Zvaifler N J
Division of Rheumatology, University of California, San Diego Medical Center 92103.
Am J Med. 1988 Oct 14;85(4A):12-7. doi: 10.1016/0002-9343(88)90356-7.
In the pathogenesis of rheumatoid arthritis, locally produced antibodies complex with an inciting antigen, yet to be identified, within the joint and activate the complement system, resulting in articular inflammation mediated primarily by polymorphonuclear leukocytes and their products. Chronic inflammatory cells then produce soluble factors that induce both tissue destruction and inflammation. A major issue is how and why apparently normal immune responses in the acute stage progress to chronic inflammation in subsequent months to years. Although it is often assumed that the initial etiologic agent, persisting in the joint or at an extra-articular site, is responsible for continued synovitis, this need not be the case. It is possible that once the inciting agent is cleared from the joint through a normal immune response, the presence of activated cells rich in surface class II histocompatibility (Ia) antigens could, under the influence of multiple genetic or environmental factors, become the target of autoimmune attack. Alternatively, the process might result from the interactions of synovial lining cells and their products with T cells assuming a secondary role. Further research into the relative contributions of soluble products, T helper and suppressor subsets, synoviocytes, and antigen determine which model is correct.

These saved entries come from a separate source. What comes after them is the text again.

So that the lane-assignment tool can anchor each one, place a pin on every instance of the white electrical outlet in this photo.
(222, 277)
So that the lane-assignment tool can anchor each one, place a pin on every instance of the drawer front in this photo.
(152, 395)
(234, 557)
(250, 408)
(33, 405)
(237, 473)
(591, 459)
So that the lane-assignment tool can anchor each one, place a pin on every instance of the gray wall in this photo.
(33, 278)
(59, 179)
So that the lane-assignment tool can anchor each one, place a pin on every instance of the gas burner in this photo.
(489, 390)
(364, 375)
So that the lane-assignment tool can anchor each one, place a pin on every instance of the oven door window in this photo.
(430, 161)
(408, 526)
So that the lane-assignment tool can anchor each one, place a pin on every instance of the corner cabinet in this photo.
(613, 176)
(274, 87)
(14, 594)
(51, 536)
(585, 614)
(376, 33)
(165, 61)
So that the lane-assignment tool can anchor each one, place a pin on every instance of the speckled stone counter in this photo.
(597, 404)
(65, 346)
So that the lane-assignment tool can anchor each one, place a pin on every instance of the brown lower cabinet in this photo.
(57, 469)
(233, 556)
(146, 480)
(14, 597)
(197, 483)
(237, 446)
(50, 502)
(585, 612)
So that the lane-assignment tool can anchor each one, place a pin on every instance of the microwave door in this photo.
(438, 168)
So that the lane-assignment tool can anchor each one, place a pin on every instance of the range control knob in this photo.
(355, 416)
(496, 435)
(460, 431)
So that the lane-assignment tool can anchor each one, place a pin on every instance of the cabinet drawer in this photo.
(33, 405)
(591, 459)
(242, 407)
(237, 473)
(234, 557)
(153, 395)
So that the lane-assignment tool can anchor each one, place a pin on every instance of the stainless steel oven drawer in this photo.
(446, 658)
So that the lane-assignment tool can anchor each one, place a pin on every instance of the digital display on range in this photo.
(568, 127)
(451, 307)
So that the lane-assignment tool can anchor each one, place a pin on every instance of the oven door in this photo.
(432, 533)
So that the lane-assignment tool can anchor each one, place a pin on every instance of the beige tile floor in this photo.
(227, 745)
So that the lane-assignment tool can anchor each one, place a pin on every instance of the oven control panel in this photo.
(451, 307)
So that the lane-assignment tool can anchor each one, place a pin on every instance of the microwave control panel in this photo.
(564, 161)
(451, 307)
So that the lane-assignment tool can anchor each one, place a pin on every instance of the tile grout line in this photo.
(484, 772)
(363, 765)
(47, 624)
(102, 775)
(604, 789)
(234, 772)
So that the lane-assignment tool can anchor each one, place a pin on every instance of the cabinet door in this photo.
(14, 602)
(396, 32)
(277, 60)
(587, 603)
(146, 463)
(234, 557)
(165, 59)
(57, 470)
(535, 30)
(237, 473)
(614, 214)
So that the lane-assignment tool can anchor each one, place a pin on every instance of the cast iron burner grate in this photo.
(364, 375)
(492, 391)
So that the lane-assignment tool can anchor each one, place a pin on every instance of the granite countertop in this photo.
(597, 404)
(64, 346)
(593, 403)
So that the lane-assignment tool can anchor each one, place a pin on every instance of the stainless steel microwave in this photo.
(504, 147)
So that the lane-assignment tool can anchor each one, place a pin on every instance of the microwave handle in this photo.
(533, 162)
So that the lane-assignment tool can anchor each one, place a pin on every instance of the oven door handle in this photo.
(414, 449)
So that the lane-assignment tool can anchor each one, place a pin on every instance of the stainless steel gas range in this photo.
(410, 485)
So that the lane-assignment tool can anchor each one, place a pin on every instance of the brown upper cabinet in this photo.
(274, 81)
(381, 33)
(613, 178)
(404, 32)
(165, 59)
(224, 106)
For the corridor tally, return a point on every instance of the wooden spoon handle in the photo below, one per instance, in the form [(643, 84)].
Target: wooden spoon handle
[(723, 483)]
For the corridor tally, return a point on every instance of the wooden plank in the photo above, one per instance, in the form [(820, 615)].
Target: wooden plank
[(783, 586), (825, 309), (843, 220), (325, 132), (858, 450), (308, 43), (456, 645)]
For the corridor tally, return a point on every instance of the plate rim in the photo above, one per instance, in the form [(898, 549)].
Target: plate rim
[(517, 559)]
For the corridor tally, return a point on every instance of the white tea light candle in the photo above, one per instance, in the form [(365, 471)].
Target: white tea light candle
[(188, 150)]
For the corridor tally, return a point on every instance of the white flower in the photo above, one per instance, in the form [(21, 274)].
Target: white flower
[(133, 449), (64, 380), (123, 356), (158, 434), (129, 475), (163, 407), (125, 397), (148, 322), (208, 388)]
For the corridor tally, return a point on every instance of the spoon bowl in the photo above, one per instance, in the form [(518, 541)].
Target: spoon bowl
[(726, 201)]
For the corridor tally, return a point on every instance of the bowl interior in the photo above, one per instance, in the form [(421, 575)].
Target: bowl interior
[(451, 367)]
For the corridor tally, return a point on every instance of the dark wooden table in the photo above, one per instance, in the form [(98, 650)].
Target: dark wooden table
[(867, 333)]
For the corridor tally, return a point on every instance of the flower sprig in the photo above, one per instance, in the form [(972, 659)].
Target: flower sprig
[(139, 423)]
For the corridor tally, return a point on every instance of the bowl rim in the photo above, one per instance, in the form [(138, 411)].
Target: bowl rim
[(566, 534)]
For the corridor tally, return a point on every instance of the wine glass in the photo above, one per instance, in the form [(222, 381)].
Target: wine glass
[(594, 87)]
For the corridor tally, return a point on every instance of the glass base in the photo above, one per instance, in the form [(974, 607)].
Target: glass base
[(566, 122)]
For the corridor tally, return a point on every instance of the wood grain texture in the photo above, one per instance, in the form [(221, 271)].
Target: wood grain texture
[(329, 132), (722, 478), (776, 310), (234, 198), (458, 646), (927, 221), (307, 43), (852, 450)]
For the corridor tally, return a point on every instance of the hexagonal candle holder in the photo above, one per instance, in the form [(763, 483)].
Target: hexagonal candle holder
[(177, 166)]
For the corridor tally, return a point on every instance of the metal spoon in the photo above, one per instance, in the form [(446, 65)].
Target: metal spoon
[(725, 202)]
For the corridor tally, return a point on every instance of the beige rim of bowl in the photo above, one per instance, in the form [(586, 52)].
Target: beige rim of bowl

在类风湿性关节炎的发病机制中,局部产生的抗体与关节内一种尚未确定的激发抗原形成复合物,激活补体系统,导致主要由多形核白细胞及其产物介导的关节炎症。慢性炎症细胞随后产生可诱导组织破坏和炎症的可溶性因子。一个主要问题是,急性期看似正常的免疫反应如何以及为何在随后的数月至数年中进展为慢性炎症。尽管通常认为持续存在于关节或关节外部位的初始病原体是持续性滑膜炎的原因,但情况未必如此。有可能一旦激发病原体通过正常免疫反应从关节中清除,富含表面II类组织相容性(Ia)抗原的活化细胞的存在,在多种遗传或环境因素的影响下,可能成为自身免疫攻击的目标。或者,该过程可能是滑膜衬里细胞及其产物与起次要作用的T细胞相互作用的结果。对可溶性产物、辅助性T细胞和抑制性T细胞亚群、滑膜细胞以及抗原的相对作用进行进一步研究,将确定哪种模型是正确的。